If there was a sort of aesthetic justice in this world, certain nations – certain nice ones – should be exempt from the nasty bits of international life. Yes, perhaps America has to do Dad-things like hold irredentist Al-Qaeda members in Guantanamo Bay in a messy indeterminate status; but there’s no reason Canada has to watch. Canadians should be free to be semi-British and half-French and much more polite than their neighbors. But they’re not exempt.
Michael Zehaf-Bibeau, an Islamic convert and radical, attacked multiple targets yesterday in Canada’s capital of Ottawa. He killed a soldier guarding the National War Memorial and then opened fire in the parliament buildings, before being killed by the legislature’s sergeant-at-arms. This attack came just days after two soldiers were run down by another Islamic convert in the parking lot of a shopping mall, and two weeks after Canada voted to join the war against ISIS.

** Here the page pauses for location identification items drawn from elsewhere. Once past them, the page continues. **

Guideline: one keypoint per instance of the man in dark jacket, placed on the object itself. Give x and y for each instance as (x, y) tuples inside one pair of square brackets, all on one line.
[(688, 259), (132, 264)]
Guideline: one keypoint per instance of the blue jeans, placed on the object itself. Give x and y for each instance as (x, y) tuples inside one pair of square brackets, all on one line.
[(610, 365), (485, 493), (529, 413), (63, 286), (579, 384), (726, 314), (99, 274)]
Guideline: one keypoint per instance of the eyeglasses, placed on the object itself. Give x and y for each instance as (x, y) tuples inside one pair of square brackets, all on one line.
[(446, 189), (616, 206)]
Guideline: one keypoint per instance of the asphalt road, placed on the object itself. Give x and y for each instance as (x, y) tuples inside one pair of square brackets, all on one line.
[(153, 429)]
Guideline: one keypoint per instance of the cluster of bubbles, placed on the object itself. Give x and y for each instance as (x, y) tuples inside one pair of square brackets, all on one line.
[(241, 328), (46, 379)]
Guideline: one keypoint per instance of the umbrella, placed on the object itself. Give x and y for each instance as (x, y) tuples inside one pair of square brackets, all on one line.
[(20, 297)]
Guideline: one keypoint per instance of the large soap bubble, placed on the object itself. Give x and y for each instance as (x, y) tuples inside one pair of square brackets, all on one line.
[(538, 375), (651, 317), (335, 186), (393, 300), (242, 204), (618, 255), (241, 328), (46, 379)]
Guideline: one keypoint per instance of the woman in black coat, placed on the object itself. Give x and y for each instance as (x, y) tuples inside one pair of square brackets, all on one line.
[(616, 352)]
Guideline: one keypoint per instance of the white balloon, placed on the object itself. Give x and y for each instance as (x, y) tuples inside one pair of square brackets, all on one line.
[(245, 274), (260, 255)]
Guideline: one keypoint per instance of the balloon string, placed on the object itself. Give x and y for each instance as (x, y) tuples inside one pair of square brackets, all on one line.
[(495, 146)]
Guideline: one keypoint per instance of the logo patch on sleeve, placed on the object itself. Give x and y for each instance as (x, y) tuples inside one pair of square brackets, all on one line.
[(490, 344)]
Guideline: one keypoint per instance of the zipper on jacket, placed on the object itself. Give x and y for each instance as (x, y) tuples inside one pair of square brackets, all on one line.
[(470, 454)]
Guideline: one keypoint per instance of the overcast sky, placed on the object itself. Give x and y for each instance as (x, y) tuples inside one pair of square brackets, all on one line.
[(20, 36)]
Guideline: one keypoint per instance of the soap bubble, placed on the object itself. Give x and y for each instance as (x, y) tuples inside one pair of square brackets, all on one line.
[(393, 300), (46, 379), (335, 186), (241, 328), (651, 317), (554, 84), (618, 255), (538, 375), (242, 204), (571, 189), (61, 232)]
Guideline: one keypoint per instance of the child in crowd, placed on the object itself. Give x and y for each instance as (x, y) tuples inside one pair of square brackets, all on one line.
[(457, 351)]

Related: Canada’s Harper Pledges Tougher Security Laws After Attack
It’s almost unfair that this happened to Canada. Among the Anglophone offspring of mother Britain, Canada always seemed like the conciliatory middle child, pouring diligently over its homework en route to a stable, upper-middle-class professional life. Perhaps as a pharmacist. America was the heir to the family empire, playing a little rough by dreaming big. And Australia was the youngest, the gray sheep, stone-drunk and scrapping in bars with Prince Harry until both were given ultimatums to join the forces or else.
Pharmacists should never, ever experience terrorism. But we forget that Canadian troops have been at war alongside American troops since the Afghan war started in 2001. I knew several of them when I was stationed there with the U.S. Army, and they struck me as highly professional. And cheerful – second only perhaps to the Danes, the Canadians were the cheeriest troops I’ve ever met. But they were quite clearly allies who fought, like the other Anglosphere nations.
They fought in Kandahar, where the war was especially bloody, as well as elsewhere in the country. Canada’s Globe and Mail newspaper estimates that 40,000 Canadians served in Afghanistan: 158 died and over 2,000 were wounded.
They are thus no strangers to war and conflict. But they were strangers – mercifully – to the sort of large-scale terrorism that has hit Britain, Spain, Russia, Israel, India, and the United States. Not any more. And now like those nations, they face a choice: if the Ottawa attacks do turn out to be the work of ISIS or Islamic militants: what now? What do we do, and what do we change?
Related: Canada Police Talked to Militant Suspect, Couldn’t Stop Attack
Every attacked nation has had to answer that question for itself. After September 11th, the United States filled with can-do Gunga Din valor and vowed the sort of all-encompassing policy solution that Americans love. This thing, by God, was going to be fixed.
The British, after the devastating 2005 Tube bombings in London, took a different tack. No matter how much Tony Blair told them that it was not caused by Iraq, the electorate thought otherwise. The British stuck it out: but that bombing, on top of the failure to find Saddam’s nuclear program, contributed to crushing disapproval of British involvement in the war and limited David Cameron’s ability later to help the U.S. in Syria.
Spain was blunter, pulling out of Iraq in 2004 almost immediately after its train bombings in March. The public turned decisively against Prime Minister Jose Aznar, whose support for the war was seen to have caused the attacks. He was defeated shortly thereafter.
Related: ISIS Terrorists Learn to Fly in Iraqi Jets
By contrast, the terrorist attacks against a Moscow theater in 2002 and a Beslan school in 2004 didn’t seem to phase Russia that much. The Russians weren’t doing anything that fixable, for one thing: their main offense against the global Islamist zeitgeist had been Chechnya, and – Putin was very clear about this – they preferred to keep it. India and Israel had experienced multiple terrorist attacks as well since 9/11, and both had similarly limited reactions. India and Israel were stuck with their sins – neither Kashmir nor the Palestinian territories were going anywhere – and it wasn’t clear there would be any relief even if they did.
Russia and India are not right and Britain and Spain wrong: they simply reflected different costs and benefits. Terrorism is unfortunately effective at raising the costs of policy in the eyes of the public. Here’s when it’s not always effective:
- When a certain goal is vital to the state, like security in Gaza, terrorism usually doesn’t work.
- When it’s not vital, like the second Iraq war…well, things can turn out differently.
Prime Minister Stephen Harper said they would not be intimidated by these attacks. They will not change course. On October 7th, the Canadian parliament voted to join the coalition against ISIS, including launching airstrikes against militants and training security forces on the ground. But it was a fairly narrow vote, decided by only 20-odd MPs, as befits a policy that’s not necessarily vital to state interests. The question now becomes, how will Canada react to the terror in Ottawa?